By Monica Heger
As next-generation sequencing continues to become faster and cheaper, researchers are using the technology for an increasingly wider range of applications, but for many tasks, such as assessing structural variation, there is no standard method for how to best capture all the relevant information in a genome.
In response to this challenge, researchers from Scripps Translational Science Institute and the University of California, San Diego, have attempted to provide some guidance on how to best design sequencing experiments in a paper published last month in BMC Genomics.

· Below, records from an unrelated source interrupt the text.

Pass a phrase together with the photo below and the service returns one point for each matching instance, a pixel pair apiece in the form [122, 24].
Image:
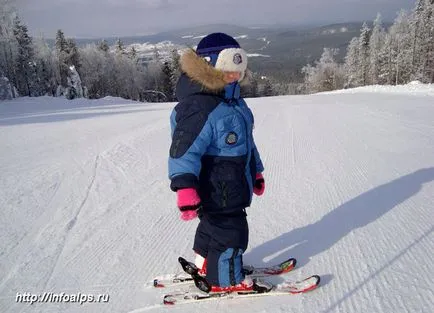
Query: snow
[86, 206]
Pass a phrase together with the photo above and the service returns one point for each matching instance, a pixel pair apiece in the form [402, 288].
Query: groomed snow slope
[85, 202]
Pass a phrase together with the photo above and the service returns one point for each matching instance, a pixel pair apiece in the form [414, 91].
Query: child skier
[214, 165]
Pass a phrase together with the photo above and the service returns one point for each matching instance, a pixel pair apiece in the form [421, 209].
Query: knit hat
[223, 52]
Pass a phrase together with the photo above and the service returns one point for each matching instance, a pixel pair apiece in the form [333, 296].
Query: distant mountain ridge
[279, 52]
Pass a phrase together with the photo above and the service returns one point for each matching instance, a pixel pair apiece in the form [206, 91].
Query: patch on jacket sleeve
[191, 117]
[231, 138]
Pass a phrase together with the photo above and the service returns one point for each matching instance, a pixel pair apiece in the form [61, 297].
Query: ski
[285, 288]
[183, 278]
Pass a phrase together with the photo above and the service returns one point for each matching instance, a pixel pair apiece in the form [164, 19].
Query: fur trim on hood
[200, 71]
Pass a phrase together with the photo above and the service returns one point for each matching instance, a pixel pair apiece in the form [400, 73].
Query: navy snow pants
[222, 240]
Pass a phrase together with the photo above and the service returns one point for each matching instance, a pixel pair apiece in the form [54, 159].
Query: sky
[107, 18]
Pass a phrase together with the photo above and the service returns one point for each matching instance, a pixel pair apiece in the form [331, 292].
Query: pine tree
[120, 47]
[132, 54]
[267, 89]
[72, 54]
[401, 48]
[418, 31]
[8, 44]
[24, 65]
[375, 43]
[167, 84]
[175, 70]
[365, 34]
[353, 77]
[62, 56]
[103, 46]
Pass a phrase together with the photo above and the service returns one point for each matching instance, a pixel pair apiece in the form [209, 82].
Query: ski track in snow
[86, 205]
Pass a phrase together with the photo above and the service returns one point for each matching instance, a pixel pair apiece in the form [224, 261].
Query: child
[214, 165]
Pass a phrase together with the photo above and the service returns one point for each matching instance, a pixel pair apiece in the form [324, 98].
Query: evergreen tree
[72, 54]
[401, 48]
[120, 47]
[364, 38]
[353, 77]
[8, 44]
[24, 65]
[132, 54]
[175, 71]
[267, 89]
[62, 56]
[326, 75]
[103, 46]
[375, 43]
[167, 83]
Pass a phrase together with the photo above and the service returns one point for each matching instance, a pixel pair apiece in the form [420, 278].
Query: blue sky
[95, 18]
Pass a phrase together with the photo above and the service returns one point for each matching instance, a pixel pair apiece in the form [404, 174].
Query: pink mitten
[188, 203]
[259, 186]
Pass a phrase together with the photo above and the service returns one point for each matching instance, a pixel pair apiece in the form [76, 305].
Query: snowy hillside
[86, 206]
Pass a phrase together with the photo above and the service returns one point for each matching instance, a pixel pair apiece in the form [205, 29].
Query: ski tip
[157, 284]
[168, 301]
[289, 265]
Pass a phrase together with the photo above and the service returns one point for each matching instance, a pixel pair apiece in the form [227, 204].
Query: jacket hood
[205, 75]
[199, 71]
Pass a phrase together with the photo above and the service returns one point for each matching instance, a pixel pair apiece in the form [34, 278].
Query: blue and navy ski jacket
[212, 147]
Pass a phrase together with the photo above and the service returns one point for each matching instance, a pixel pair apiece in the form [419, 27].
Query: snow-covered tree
[120, 47]
[175, 70]
[6, 89]
[45, 65]
[24, 66]
[375, 43]
[326, 75]
[352, 73]
[8, 44]
[62, 55]
[75, 88]
[364, 61]
[401, 48]
[103, 46]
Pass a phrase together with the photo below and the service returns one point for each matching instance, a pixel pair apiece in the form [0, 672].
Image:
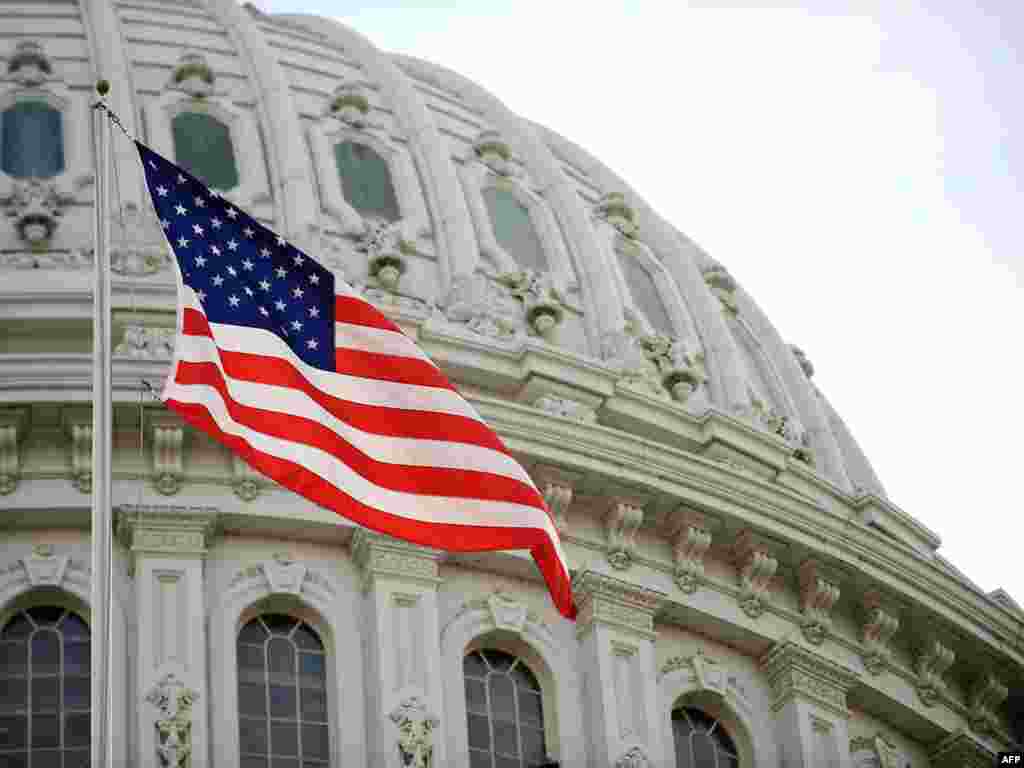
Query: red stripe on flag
[441, 536]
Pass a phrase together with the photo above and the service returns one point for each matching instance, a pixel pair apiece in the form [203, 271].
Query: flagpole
[101, 452]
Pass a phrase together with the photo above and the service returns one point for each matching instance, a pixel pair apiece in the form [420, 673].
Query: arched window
[701, 741]
[645, 295]
[514, 228]
[366, 181]
[44, 689]
[504, 712]
[203, 146]
[33, 140]
[282, 694]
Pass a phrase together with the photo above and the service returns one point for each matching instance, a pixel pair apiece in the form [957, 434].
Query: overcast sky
[852, 169]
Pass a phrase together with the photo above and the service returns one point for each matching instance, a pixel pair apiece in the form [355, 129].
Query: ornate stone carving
[621, 524]
[246, 480]
[565, 408]
[802, 360]
[416, 726]
[757, 568]
[987, 694]
[495, 153]
[146, 343]
[633, 758]
[933, 662]
[688, 550]
[484, 307]
[284, 574]
[12, 429]
[29, 67]
[507, 612]
[818, 593]
[879, 628]
[168, 436]
[173, 700]
[722, 285]
[193, 75]
[613, 209]
[36, 206]
[350, 104]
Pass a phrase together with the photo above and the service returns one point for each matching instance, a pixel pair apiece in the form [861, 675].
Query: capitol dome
[750, 596]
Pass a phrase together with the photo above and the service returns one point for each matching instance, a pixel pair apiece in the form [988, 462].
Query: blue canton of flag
[243, 273]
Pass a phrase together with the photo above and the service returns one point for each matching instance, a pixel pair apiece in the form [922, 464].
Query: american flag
[283, 363]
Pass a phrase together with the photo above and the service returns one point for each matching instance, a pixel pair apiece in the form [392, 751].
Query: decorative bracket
[757, 568]
[933, 662]
[880, 626]
[818, 593]
[621, 524]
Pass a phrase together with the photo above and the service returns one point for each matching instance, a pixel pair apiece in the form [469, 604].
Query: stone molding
[167, 530]
[379, 555]
[818, 593]
[756, 570]
[13, 426]
[933, 660]
[795, 671]
[621, 524]
[604, 600]
[878, 630]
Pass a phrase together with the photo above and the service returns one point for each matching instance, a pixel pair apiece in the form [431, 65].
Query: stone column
[402, 651]
[615, 630]
[809, 702]
[167, 547]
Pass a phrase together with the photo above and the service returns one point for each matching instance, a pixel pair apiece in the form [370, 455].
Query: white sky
[853, 172]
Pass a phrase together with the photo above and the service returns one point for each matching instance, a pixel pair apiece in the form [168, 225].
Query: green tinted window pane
[33, 140]
[514, 228]
[645, 295]
[203, 146]
[366, 181]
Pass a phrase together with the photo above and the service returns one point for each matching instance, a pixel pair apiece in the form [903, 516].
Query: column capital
[606, 600]
[796, 671]
[379, 555]
[166, 529]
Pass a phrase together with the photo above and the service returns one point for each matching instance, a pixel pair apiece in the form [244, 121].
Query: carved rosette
[635, 757]
[12, 428]
[757, 568]
[933, 662]
[987, 694]
[818, 593]
[621, 525]
[688, 551]
[416, 725]
[878, 631]
[173, 700]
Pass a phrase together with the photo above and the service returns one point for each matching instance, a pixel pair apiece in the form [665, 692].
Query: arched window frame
[482, 627]
[253, 189]
[315, 602]
[325, 134]
[75, 126]
[476, 177]
[672, 300]
[689, 685]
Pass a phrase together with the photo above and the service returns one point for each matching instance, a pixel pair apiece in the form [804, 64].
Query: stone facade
[732, 551]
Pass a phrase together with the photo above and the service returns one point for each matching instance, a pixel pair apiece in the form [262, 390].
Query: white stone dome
[690, 461]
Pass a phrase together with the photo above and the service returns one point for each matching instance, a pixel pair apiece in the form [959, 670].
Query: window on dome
[701, 741]
[503, 711]
[282, 694]
[33, 140]
[514, 229]
[44, 688]
[645, 295]
[203, 146]
[366, 181]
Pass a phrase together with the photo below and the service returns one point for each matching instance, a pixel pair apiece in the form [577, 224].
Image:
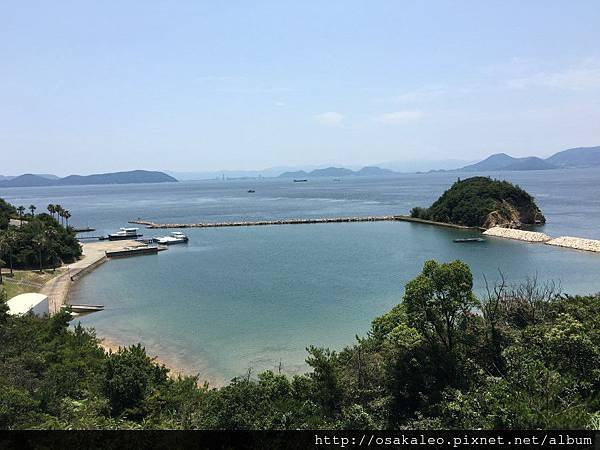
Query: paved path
[57, 289]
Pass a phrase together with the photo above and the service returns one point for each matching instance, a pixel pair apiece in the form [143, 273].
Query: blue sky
[194, 86]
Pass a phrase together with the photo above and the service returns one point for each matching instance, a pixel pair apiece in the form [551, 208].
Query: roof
[21, 304]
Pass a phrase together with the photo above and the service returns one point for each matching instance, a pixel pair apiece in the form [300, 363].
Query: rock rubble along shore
[589, 245]
[520, 235]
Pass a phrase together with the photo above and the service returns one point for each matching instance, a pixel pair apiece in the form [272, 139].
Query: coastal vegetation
[36, 241]
[521, 356]
[483, 202]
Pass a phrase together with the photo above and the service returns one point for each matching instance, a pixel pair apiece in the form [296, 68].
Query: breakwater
[253, 223]
[590, 245]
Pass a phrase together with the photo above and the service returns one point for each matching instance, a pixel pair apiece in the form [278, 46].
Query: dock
[134, 251]
[83, 309]
[84, 230]
[389, 218]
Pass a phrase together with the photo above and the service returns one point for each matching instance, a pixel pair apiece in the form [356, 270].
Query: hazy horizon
[195, 87]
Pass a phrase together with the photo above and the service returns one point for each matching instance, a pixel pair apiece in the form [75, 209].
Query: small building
[32, 302]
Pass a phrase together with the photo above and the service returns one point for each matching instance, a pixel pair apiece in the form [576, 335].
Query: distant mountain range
[134, 176]
[339, 172]
[573, 158]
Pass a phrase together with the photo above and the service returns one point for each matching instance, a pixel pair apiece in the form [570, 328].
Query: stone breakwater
[149, 224]
[589, 245]
[520, 235]
[576, 243]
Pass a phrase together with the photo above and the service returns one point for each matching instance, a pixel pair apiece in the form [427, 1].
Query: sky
[89, 87]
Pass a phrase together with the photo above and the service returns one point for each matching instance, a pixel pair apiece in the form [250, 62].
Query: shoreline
[58, 290]
[176, 370]
[93, 255]
[570, 242]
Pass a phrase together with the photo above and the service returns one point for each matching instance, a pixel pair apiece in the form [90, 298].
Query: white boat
[124, 233]
[176, 237]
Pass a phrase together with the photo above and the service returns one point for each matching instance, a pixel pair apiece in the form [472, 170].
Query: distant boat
[462, 240]
[176, 237]
[124, 233]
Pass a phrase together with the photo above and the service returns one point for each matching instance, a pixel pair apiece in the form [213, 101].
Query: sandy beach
[57, 289]
[94, 255]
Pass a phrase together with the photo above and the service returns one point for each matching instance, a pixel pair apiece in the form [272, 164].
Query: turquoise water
[239, 298]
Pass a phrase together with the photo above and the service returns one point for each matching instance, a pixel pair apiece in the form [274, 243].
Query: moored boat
[124, 233]
[176, 237]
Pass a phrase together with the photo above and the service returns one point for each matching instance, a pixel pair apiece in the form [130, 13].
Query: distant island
[339, 172]
[483, 202]
[133, 176]
[574, 158]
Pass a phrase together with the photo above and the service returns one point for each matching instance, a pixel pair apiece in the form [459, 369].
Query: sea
[241, 300]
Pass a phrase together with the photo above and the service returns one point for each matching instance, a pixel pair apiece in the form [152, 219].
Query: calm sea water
[239, 298]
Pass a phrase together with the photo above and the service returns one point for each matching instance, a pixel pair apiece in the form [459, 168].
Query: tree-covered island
[483, 202]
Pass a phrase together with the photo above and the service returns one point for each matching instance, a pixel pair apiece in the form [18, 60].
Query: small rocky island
[483, 202]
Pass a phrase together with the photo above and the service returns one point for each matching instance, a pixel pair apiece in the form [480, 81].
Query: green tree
[439, 301]
[21, 212]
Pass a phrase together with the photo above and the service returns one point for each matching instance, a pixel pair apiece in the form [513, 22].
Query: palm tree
[11, 239]
[67, 215]
[21, 211]
[40, 240]
[60, 212]
[52, 209]
[7, 243]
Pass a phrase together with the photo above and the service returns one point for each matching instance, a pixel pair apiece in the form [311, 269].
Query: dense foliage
[481, 201]
[6, 212]
[39, 241]
[523, 357]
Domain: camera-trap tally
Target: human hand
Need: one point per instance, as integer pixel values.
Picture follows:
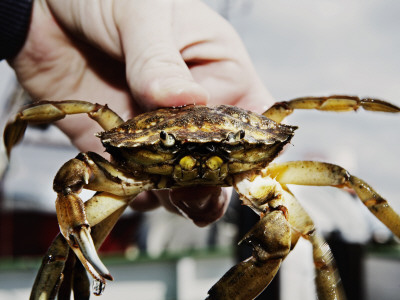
(138, 55)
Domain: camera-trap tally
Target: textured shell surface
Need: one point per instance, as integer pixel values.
(196, 124)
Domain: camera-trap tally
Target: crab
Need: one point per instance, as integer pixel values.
(185, 146)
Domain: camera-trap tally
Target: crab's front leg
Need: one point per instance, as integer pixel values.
(75, 218)
(282, 222)
(271, 239)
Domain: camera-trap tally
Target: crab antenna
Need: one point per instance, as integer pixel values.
(167, 139)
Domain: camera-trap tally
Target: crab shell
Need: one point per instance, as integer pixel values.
(196, 143)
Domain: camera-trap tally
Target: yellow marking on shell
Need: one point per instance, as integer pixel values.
(146, 157)
(187, 163)
(214, 162)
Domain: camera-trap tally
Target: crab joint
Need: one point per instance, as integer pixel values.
(187, 163)
(236, 137)
(214, 162)
(167, 139)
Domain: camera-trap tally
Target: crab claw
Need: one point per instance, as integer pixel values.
(82, 244)
(76, 230)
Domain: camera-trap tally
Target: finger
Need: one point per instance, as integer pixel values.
(203, 205)
(156, 71)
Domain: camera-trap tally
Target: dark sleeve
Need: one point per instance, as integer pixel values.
(15, 17)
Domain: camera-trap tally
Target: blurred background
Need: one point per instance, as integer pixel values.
(299, 47)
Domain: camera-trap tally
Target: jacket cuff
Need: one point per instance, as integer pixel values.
(15, 18)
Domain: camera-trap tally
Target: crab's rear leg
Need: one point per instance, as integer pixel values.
(338, 103)
(324, 174)
(51, 111)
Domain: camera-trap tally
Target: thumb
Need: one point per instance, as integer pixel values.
(139, 33)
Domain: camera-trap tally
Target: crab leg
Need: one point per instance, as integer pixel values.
(91, 171)
(52, 272)
(271, 239)
(324, 174)
(49, 111)
(338, 103)
(283, 221)
(327, 279)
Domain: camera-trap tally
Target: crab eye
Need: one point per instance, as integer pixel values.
(167, 139)
(235, 137)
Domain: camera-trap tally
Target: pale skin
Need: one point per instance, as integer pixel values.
(135, 56)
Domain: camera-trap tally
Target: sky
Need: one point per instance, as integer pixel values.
(299, 48)
(302, 47)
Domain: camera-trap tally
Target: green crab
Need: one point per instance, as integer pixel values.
(192, 145)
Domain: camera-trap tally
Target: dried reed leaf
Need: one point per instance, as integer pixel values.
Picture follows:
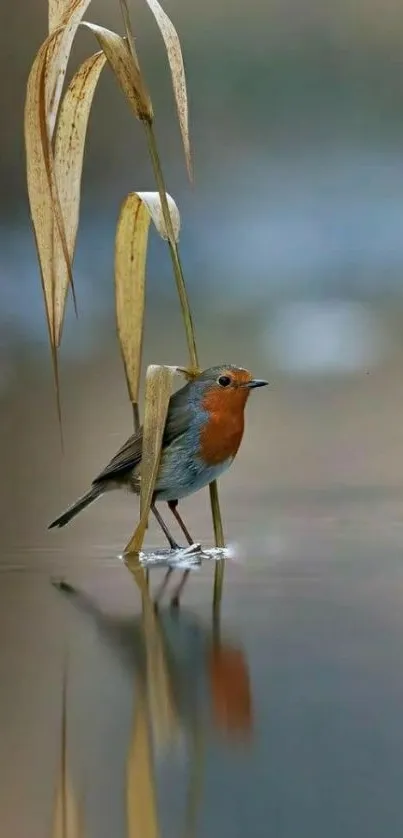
(130, 260)
(137, 210)
(126, 71)
(152, 201)
(157, 395)
(174, 53)
(140, 785)
(66, 14)
(68, 164)
(44, 201)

The researchers, led by computer scientist Vineet Bafna at UCSD, evaluated sequencing methods for structural variation detection and for estimating transcript abundance. For assessing structural variation, they found that the optimal design is to create two libraries with different insert sizes — one that is the size of the desired resolution, and the other as large as possible. For estimating transcript abundance, they found that gene expression follows a distribution curve that can help researchers determine the amount of sequencing needed to detect expression of a given gene.
The goal was to come up with optimal sequencing designs specific to the application. "There are no guidelines out there," Vikas Bansal, a research scientist at Scripps and an author of the study, told In Sequence. "For [detecting] structural variation it's not clear what kind of sequencing you should do."
The study will be useful for researchers trying to sort through a variety of sequencing parameters, "such as the number of reads, read length, single-read versus paired end, and insert size," to determine which combination would work best for a given experiment, John Castle, who was not affiliated with the study, and is head of genomics and bioinformatics at the Center for Translational Oncology and Immunology in Germany, told In Sequence in an e-mail.
Bansal's team found that varying the insert size affects resolution and the power to detect structural variations. Short insert sizes yield greater resolution, while longer insert sizes give greater power to detect the variations. In the study, he found that creating two libraries was optimal — one with an insert size as large as possible, and another with a smaller-sized insert. On the Illumina Genome Analyzer, for instance, libraries with insert sizes of 200 base pairs and 2 kilobases work well, he said. The combination of the two libraries improved breakpoint detection by 15 percent at the same experimental cost compared to only using the short insert size.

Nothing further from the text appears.